In a bid to cajole employees, while also saving themselves from a dent on their cashflows, many employers resort to payments in kind. This has taken, in the modern days, the form of employee stock option plans (ESOPs), sweat equity shares or restricted stock units (RSUs), et al .

Despite these stock options not being a monetary gain, the Income Tax Act requires you to add all these to your taxable income, as you would do with your monetary inflows.

Hence, sweat equity shares, ESOP and RSUs are taxed at two instances. First at the time of allotment as a perquisite — forming a part of your income under salaries — and then subsequently at the time of their sale, under the head of capital gains.

The fair market value (FMV) of shares allotted under these schemes, less any amount paid by the employee, is taxable as perquisite, upon allotment.

Subsequently, on sale, tax on capital gains has to be paid on the difference between the sale price and the FMV.

For listed companies, the FMV shall be the average of the opening and closing prices on the date of exercising the options.

Let us consider an example. ‘X’ has exercised her ESOP on April 2, 2020. She was allotted 1,000 shares of ABC company on payment of ₹100 for each share.

On that day, the opening and closing prices of ABC’s shares were ₹101 and ₹105, respectively, — the average being ₹103.

At the time of allotment, ‘X’ will have to pay tax on ₹3,000 — the difference between ₹103 (FMV) and ₹100 (exercise price) multiplied by 1,000 shares.

For unlisted companies, the FMV of shares shall be determined by a merchant banker on the date of exercising the option.

The change

In a bid to promote the start-up culture, the I-T Act exempts certain income of eligible start-ups under Section 80 IAC. These are essentially companies or limited liability partnerships, incorporated between April 1, 2016, and April 1, 2021, that hold a certificate of eligible business from the Inter-Ministerial Board of Certification (IMB).

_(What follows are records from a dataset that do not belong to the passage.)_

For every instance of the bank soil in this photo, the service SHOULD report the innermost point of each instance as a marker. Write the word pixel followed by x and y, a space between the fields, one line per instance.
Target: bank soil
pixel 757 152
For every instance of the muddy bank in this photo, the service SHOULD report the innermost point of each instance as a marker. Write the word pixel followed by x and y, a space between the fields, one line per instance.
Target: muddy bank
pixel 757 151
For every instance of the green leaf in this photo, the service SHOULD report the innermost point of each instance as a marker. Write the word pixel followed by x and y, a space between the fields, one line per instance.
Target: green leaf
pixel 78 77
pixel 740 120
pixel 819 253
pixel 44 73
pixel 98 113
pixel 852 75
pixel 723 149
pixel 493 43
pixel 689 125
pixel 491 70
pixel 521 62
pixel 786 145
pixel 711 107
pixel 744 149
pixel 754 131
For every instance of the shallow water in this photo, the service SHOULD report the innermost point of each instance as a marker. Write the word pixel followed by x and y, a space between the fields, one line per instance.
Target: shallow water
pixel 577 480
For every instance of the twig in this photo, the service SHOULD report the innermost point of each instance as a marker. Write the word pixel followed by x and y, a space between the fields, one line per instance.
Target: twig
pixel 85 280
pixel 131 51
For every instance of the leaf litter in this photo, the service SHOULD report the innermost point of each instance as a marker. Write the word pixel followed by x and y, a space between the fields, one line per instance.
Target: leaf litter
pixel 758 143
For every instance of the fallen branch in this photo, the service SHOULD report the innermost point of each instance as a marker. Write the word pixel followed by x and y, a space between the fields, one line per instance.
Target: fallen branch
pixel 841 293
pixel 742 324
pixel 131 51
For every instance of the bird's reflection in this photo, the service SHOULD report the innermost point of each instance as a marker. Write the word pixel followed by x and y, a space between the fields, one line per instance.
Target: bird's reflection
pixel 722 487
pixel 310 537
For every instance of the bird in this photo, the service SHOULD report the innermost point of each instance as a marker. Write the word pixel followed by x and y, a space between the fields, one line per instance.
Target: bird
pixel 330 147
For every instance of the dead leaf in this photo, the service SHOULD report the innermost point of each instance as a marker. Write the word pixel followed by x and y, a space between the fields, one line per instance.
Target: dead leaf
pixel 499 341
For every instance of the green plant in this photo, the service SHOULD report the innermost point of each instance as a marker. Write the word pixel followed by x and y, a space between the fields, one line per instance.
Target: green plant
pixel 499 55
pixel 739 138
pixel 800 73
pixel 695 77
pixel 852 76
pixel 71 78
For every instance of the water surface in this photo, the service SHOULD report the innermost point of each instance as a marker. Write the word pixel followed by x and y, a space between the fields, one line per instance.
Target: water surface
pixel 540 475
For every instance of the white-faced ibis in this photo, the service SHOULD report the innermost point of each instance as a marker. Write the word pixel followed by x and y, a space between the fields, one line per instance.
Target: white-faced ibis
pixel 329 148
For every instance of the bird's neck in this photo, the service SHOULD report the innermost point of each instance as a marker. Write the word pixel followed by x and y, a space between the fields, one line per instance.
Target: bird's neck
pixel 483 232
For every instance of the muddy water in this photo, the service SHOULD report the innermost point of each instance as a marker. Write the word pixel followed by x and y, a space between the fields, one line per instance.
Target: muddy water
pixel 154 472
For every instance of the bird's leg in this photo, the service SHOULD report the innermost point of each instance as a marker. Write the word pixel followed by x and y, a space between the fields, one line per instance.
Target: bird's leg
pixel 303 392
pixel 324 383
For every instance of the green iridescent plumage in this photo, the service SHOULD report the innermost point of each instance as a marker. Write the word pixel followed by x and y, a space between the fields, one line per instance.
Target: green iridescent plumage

Also, these companies should have a turnover of less than ₹100 crore (amended in the Budget, from ₹25 crore earlier).

For employees of these start-ups, who are allotted shares under ESOP etc, such tax payable on the allotment of shares can be deferred by 48 months from the end of the relevant assessment year in which the shares are allotted.

This is thanks to the amendment proposed in the Budget.

However, if the employee quits the job or sells the shares before the expiry of the said 48 months, the perquisite shall be taxable in the year in which he/she quits or sells the shares.

Do remember that this is only a deferment of your tax liability. That is, whatever be the case, the perquisite will be taxed at the slab rate applicable in the year of allotment only.

In the above example, the tax shall be computed using the slab rates applicable in AY22 (Assessment Year) only, though the payment of the same can be deferred to AY26.

Not of much help

Given that employees are taxed immediately on exercising the ESOPs, they tend to sell the shares in the same year to meet the tax liability. For employees of start-ups that are not listed, the additional time will help in waiting for the stock to list, to get a good value.

Also the scope of applicability for the deferment is quite narrow.

The said deferment is available only to those start-ups (and their employees) who are eligible under Section 80 IAC.

Reportedly, of the 27,000 start-ups registered with the Department for Promotion of Industry and Internal Trade, the exemption under Section 80 IAC is availed by only about 250 odd companies.

Rakesh Nangia, Chairman, Nangia Andersen Consulting, explains: “If a start-up which has been approved by IMB breaches the condition of turnover of ₹100 crore, it will not be entitled to the deferment of taxes on ESOPs exercised in the year when such condition is breached and in the subsequent years.”

Nangia believes that similar relaxation should also have been made for ESOPs granted to employees of other companies, besides start-ups.